My point was not entirely about human suffering, which has been a historical constant throughout our species' existence. I also attempted to agree with you when I noted how, "starving Ukranians suffered every bit as much".

It is not so much the vast suffering of the Holocaust that singles it out but the concentrated—in every sense of the word—nature of its inhumanity. Again, not the suffering but the abject inhumanity perpetrated by the Nazis. Both in variety and depth, Hitler’s minions demonstrated a disturbing capacity for cruelty and innovative slaughter that distinguishes the Holocaust as unique.

Nowhere do I downplay the 20th Century’s other genocides. I have personally laid flowers at the Tsitsernakaberd (Fortress of Swallows), memorial in Yerevan where Armenia remembers its own horrific loss.

HH: The Ukraine Famine is still a poorly understood and unpublicised phenomenon.

This may well be another explanation why. The world has yet to gain even a remote understanding of the institutionalized brutality and misery wrought upon so much of the Soviet Union’s citizenry. The Iron Curtain hid from prying Western eyes much of the slaughter and depravity that went on in the name of the Scientifically Planned Society™.

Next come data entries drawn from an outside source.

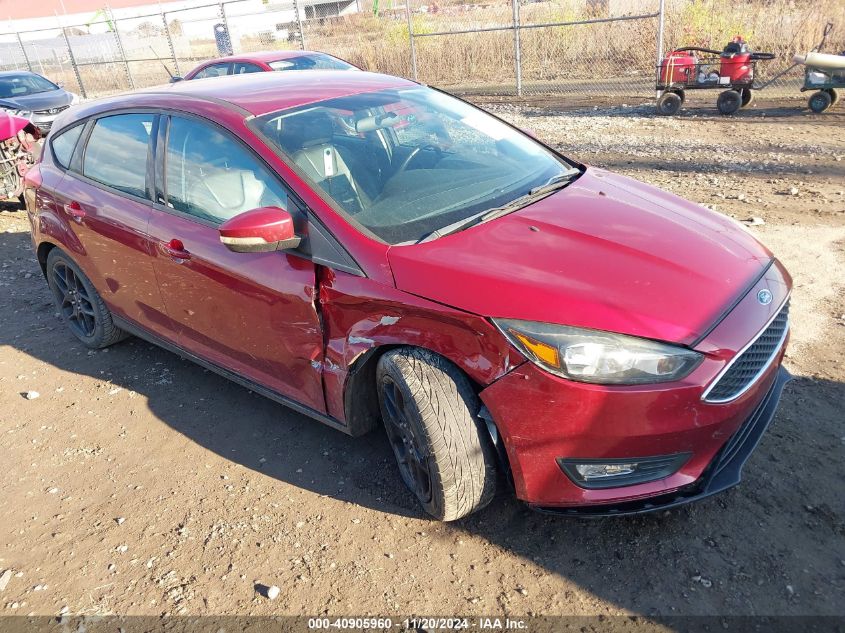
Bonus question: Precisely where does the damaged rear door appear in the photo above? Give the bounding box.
[149,116,325,413]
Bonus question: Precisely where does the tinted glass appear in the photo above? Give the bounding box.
[82,114,154,197]
[269,55,358,70]
[256,87,571,244]
[165,118,287,223]
[0,73,59,99]
[50,125,85,168]
[234,62,264,75]
[193,64,229,79]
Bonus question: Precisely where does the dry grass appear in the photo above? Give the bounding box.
[9,0,845,95]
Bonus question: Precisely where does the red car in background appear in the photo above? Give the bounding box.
[178,51,360,81]
[27,71,791,520]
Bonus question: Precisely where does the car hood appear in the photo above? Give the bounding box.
[388,168,772,345]
[3,89,73,112]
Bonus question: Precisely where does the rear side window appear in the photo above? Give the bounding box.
[165,117,287,223]
[232,62,264,75]
[50,124,84,169]
[82,114,155,197]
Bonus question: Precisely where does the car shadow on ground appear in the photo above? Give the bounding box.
[0,225,845,615]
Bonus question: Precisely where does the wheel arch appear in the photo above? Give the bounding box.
[35,242,58,279]
[343,343,513,488]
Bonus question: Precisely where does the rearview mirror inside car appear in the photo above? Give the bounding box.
[218,207,302,253]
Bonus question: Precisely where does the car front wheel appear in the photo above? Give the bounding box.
[47,248,126,349]
[377,347,496,521]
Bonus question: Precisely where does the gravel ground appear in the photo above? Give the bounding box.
[0,101,845,616]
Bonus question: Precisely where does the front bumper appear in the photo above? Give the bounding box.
[480,263,790,515]
[531,366,792,517]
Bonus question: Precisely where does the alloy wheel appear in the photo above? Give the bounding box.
[52,262,97,338]
[381,378,431,503]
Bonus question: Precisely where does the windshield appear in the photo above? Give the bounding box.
[256,87,572,244]
[0,74,59,99]
[268,55,357,70]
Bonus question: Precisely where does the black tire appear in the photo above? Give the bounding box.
[716,90,742,114]
[47,248,127,349]
[376,347,496,521]
[657,92,684,116]
[807,90,833,114]
[739,88,754,108]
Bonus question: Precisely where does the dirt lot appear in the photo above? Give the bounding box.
[0,96,845,616]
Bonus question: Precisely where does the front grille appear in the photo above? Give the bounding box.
[704,301,789,402]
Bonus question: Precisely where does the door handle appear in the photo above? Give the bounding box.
[65,200,86,224]
[160,238,191,261]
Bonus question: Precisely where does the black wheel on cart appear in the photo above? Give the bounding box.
[716,90,742,114]
[657,92,684,116]
[807,90,833,114]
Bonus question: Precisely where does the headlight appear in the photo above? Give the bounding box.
[3,108,32,119]
[493,319,702,385]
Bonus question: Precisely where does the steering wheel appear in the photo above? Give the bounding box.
[396,143,443,174]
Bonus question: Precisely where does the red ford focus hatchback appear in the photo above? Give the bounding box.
[27,71,791,520]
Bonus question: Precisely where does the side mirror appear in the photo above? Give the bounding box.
[218,207,302,253]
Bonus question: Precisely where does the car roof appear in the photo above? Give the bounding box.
[0,70,41,77]
[203,50,343,66]
[133,70,418,116]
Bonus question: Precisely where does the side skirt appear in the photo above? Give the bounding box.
[112,315,351,435]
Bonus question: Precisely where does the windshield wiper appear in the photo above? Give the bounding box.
[417,168,581,244]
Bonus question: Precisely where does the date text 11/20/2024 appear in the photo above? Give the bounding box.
[308,617,528,631]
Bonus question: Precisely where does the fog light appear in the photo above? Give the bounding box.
[557,453,690,488]
[575,464,637,481]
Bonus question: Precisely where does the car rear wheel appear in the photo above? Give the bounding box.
[377,347,496,521]
[47,248,127,349]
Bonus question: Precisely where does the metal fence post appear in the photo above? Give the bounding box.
[405,0,418,81]
[511,0,516,97]
[15,33,32,72]
[293,0,305,51]
[220,2,235,55]
[161,11,182,77]
[655,0,666,98]
[106,8,135,90]
[62,27,88,99]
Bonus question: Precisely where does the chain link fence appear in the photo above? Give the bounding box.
[0,0,845,100]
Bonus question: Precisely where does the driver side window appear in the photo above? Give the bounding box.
[165,117,288,223]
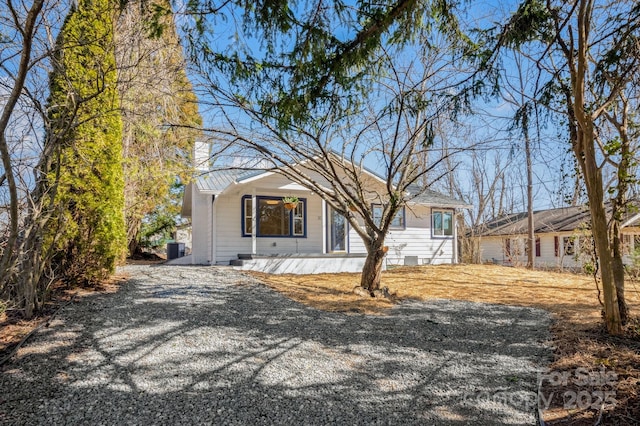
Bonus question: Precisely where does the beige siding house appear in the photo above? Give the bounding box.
[178,156,467,273]
[473,206,640,268]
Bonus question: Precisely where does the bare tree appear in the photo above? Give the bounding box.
[503,0,640,334]
[198,46,472,294]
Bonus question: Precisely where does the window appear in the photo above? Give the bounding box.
[242,197,253,235]
[524,237,540,257]
[242,195,307,237]
[372,204,405,229]
[562,237,578,256]
[432,210,453,237]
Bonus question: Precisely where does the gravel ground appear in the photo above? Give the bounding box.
[0,266,551,425]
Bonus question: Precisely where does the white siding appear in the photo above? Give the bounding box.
[479,233,583,268]
[215,175,323,264]
[349,206,455,265]
[191,187,212,265]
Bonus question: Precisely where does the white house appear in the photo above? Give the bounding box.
[473,206,640,268]
[172,151,467,273]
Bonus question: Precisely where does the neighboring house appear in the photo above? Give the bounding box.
[472,206,640,268]
[173,151,467,273]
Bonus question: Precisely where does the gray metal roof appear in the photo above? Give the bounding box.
[476,205,640,237]
[409,185,471,208]
[195,169,267,194]
[195,169,471,208]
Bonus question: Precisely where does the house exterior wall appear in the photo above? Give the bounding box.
[191,188,213,265]
[214,175,323,264]
[349,205,456,265]
[478,232,608,268]
[191,174,456,265]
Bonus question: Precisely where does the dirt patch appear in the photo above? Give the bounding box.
[250,265,640,425]
[0,275,127,361]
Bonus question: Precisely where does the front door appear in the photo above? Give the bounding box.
[328,207,347,253]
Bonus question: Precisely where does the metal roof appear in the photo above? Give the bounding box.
[195,169,267,194]
[408,185,472,208]
[195,169,471,208]
[476,206,640,237]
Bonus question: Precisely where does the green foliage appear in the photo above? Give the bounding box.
[503,0,554,47]
[116,0,202,255]
[186,0,491,129]
[48,0,126,284]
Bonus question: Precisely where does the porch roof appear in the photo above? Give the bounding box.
[195,169,471,208]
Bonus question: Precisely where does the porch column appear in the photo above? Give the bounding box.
[451,209,458,265]
[251,188,258,254]
[209,195,218,265]
[320,198,328,254]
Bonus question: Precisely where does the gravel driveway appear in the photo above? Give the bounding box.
[0,266,550,425]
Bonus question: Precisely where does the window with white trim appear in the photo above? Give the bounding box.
[242,197,253,235]
[242,195,307,237]
[431,210,453,237]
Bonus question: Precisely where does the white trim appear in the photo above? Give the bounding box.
[251,191,258,254]
[320,198,329,253]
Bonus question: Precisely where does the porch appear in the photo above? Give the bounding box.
[230,253,367,274]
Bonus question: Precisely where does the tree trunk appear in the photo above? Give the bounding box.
[574,122,622,334]
[611,221,629,325]
[360,240,386,296]
[565,0,622,335]
[522,111,536,269]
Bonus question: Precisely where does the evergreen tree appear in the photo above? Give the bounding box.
[49,0,126,284]
[115,0,202,255]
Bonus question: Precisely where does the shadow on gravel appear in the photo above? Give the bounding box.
[0,267,550,425]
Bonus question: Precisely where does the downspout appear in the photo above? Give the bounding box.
[451,209,458,265]
[320,199,329,254]
[251,188,258,254]
[214,194,217,265]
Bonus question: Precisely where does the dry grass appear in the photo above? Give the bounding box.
[0,275,127,360]
[255,265,640,425]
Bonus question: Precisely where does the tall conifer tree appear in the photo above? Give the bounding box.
[50,0,126,284]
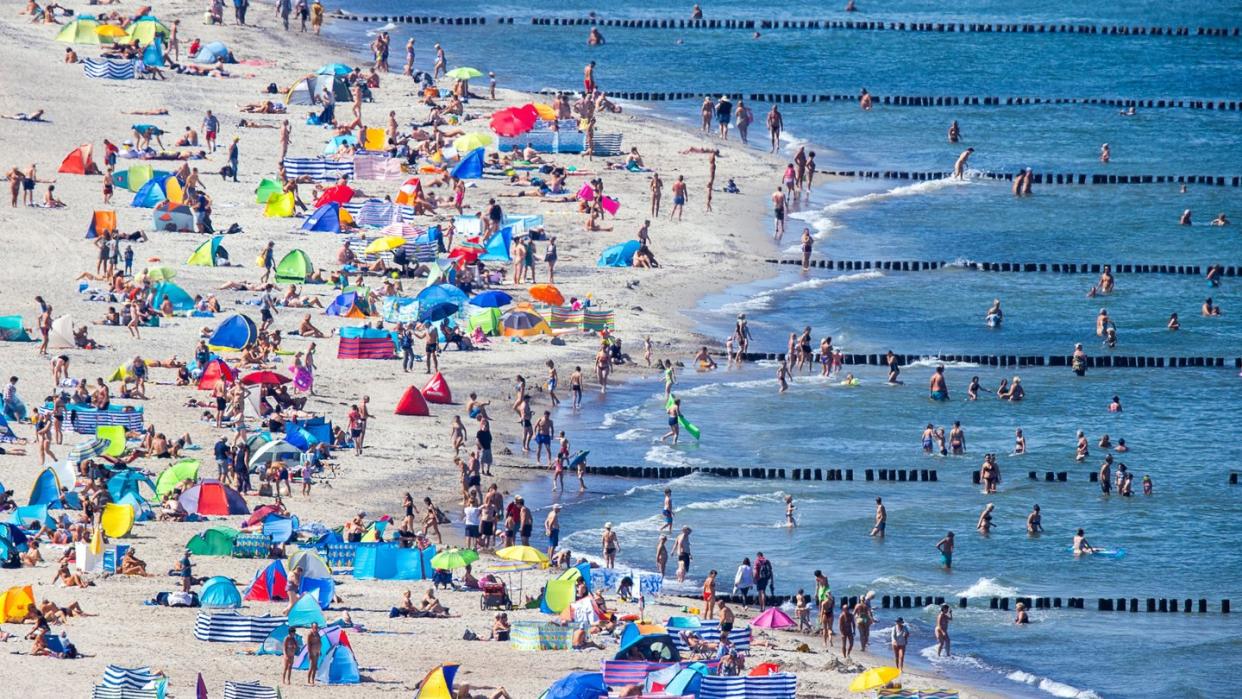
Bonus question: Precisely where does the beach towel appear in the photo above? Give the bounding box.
[354,153,406,181]
[669,621,750,656]
[82,58,140,81]
[699,673,797,699]
[194,612,286,643]
[284,158,354,181]
[225,680,279,699]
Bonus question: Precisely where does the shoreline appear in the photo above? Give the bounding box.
[0,0,989,697]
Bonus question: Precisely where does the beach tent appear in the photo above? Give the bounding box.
[178,480,250,515]
[155,458,199,499]
[402,386,431,417]
[26,467,75,509]
[478,226,513,262]
[56,143,99,175]
[86,210,117,240]
[414,663,461,699]
[284,74,353,104]
[0,315,35,342]
[194,41,229,63]
[337,328,396,359]
[323,292,373,318]
[255,178,284,204]
[99,503,137,539]
[276,250,314,284]
[354,543,436,580]
[199,575,241,610]
[540,672,609,699]
[185,236,229,267]
[207,313,258,351]
[0,585,35,623]
[199,359,237,391]
[128,15,169,46]
[287,595,328,628]
[56,17,107,43]
[108,469,156,502]
[448,148,483,180]
[263,191,297,219]
[245,561,289,602]
[152,282,194,310]
[599,241,641,267]
[185,526,240,556]
[422,371,453,405]
[302,201,353,233]
[152,201,194,233]
[501,308,551,338]
[750,607,796,628]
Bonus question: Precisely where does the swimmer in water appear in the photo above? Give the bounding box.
[984,298,1005,328]
[1074,529,1099,556]
[928,364,949,401]
[953,148,975,180]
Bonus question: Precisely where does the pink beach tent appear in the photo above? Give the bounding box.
[750,607,795,628]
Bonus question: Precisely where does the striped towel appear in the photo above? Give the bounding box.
[225,682,279,699]
[354,153,406,181]
[669,621,750,653]
[91,665,168,699]
[82,58,138,81]
[345,199,415,228]
[194,612,286,643]
[284,158,354,180]
[699,673,797,699]
[39,405,143,436]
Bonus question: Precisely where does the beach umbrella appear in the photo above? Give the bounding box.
[445,66,483,81]
[850,667,902,692]
[496,546,548,566]
[70,438,108,463]
[501,309,550,336]
[527,284,565,305]
[94,25,129,43]
[419,302,458,323]
[532,102,556,122]
[488,104,539,137]
[453,133,492,153]
[144,264,176,282]
[241,371,292,386]
[363,236,405,252]
[431,549,478,570]
[469,291,513,308]
[750,607,794,628]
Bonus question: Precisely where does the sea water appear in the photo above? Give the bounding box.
[333,0,1242,698]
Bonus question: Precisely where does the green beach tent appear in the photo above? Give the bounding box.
[469,308,501,335]
[276,250,314,284]
[255,178,284,204]
[185,526,241,556]
[155,458,199,499]
[185,236,229,267]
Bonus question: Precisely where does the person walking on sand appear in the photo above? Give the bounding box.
[668,175,689,221]
[768,104,785,153]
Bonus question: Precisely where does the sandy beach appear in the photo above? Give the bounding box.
[0,1,1003,699]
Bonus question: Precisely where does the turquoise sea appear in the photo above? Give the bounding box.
[334,0,1242,698]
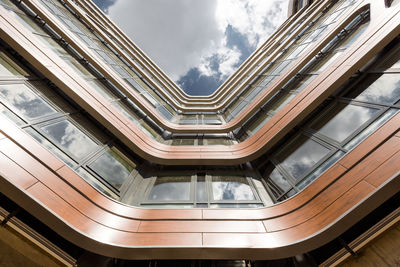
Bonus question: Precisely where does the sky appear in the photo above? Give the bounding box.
[94,0,288,95]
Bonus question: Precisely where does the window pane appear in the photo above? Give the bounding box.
[0,84,56,119]
[0,52,28,76]
[42,120,99,159]
[196,176,208,202]
[355,73,400,104]
[269,169,291,192]
[212,176,256,200]
[277,136,330,179]
[90,148,135,189]
[311,103,378,142]
[210,203,263,209]
[148,176,191,201]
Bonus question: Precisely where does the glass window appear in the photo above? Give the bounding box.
[148,176,191,201]
[355,73,400,104]
[0,51,28,76]
[41,120,100,159]
[277,136,330,179]
[89,147,135,189]
[269,168,291,192]
[0,84,57,119]
[211,176,256,200]
[311,103,379,143]
[196,176,208,202]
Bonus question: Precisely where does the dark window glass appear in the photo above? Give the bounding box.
[0,84,56,119]
[148,176,190,201]
[212,176,256,200]
[90,148,135,189]
[42,120,99,159]
[277,136,330,179]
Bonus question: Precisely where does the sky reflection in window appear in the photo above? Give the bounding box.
[90,148,134,189]
[0,84,56,119]
[42,120,99,159]
[148,177,190,201]
[212,176,256,200]
[278,136,330,182]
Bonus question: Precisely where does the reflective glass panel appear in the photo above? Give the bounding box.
[269,169,291,192]
[148,176,190,201]
[311,103,378,142]
[211,176,256,200]
[277,136,330,179]
[355,73,400,104]
[0,84,56,119]
[42,120,99,159]
[196,176,208,202]
[0,51,28,76]
[90,148,135,189]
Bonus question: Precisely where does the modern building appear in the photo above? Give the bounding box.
[0,0,400,266]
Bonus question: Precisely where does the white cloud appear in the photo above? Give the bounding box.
[109,0,288,80]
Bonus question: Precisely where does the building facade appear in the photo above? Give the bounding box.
[0,0,400,266]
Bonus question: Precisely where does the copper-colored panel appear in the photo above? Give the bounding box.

Quite the opposite is true with respect to the Holocaust. The Nazis were absolute sticklers for detail and documentation. As a consequence, there exists a much larger and more public record of the Third Reich’s monstrous apparatus than there does of any other preceding or subsequent genocide.

Again, nothing changes the fact that all victims of these various genocides suffered on an unimaginable scale. Still, the Nazi’s finely tuned war machine exhibited—not just extreme diligence and creativity—but a unsurpassed degree of such depraved indifference that it eclipses other less well-calculated mass murders simply by nature of its business-like operation.

Czechmade said...

Zenster,
you did not read enough about Stalin.
Re extreme diligence and creativity.

Zenster said...

Czechmade: ... you did not read enough about Stalin.
Re extreme diligence and creativity.


Stalin was not under direct physical and military attack at the time of his atrocities. Therefore, he had all the time in the world to commit his various heinous crimes against humanity.

The Nazis were made well aware of the time pressure and strategic consequences that their human meat grinder relied upon.

They upped the death rate in ways that defied ordinary human imagination and that is my overarching point, even if no one else wants to recognize it.

That Muslims are willing to resurrect the most soulless murder machine in history speaks volumes about the mindless and conscienceless nature of Islamic genocide.

Abovenall, that remains my central point.